Primeiramente, é evidente que esclarecimentos de cunho biológico, como a amamentação, deveriam ser abordados nas escolas, porém, as autoridades escolares os tratam como tabu. De acordo com a OMS, o Brasil tem 68,4 bebês nascidos de adolescentes para cada mil meninas de 15 a 19 anos, circunstância que o deixa acima da média. Nessa lógica, espera-se milhares de mães jovens não tenham conhecimento relativo ao aleitamento, fator que impacta diretamente na vida do bebê.
Outrossim, a visão do corpo da mulher como objeto sexual sustenta um cenário desconfortável a quem amamenta. Até o início do século XXI, as mulheres eram estereotipadas como instrumento de satisfação sexual do marido. Essa ideologia deixou sequelas, bem como contribuiu com a simbolização erótica do seio. Em vista disso, é indubitável que a naturalização de atitudes machistas limita a amamentação a locais privados.
Em síntese, o preconceito e as restrições à amamentação no Brasil configuram um problema a ser solucionado.

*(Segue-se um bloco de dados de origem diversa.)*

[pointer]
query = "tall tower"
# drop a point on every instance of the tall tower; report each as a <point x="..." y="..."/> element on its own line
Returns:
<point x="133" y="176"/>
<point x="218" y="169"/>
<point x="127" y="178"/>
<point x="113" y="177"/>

Assim sendo, cabe ao governo federal, mediante o Ministério da Educação, incluir nas escolas pautas e atividades obrigatórias quanto à amamentação, por meio de palestras e aulas de Biologia realizadas por profissionais da saúde e pedagogos treinados. Ainda, é imperativo que o Ministério da Cidadania realize eventos que tratem com naturalidade o corpo feminino, por meio da participação voluntária de artistas. Dessa forma, é criada uma juventude bem informada e capaz de reverter a situação atual marcada pela sexualização e misoginia.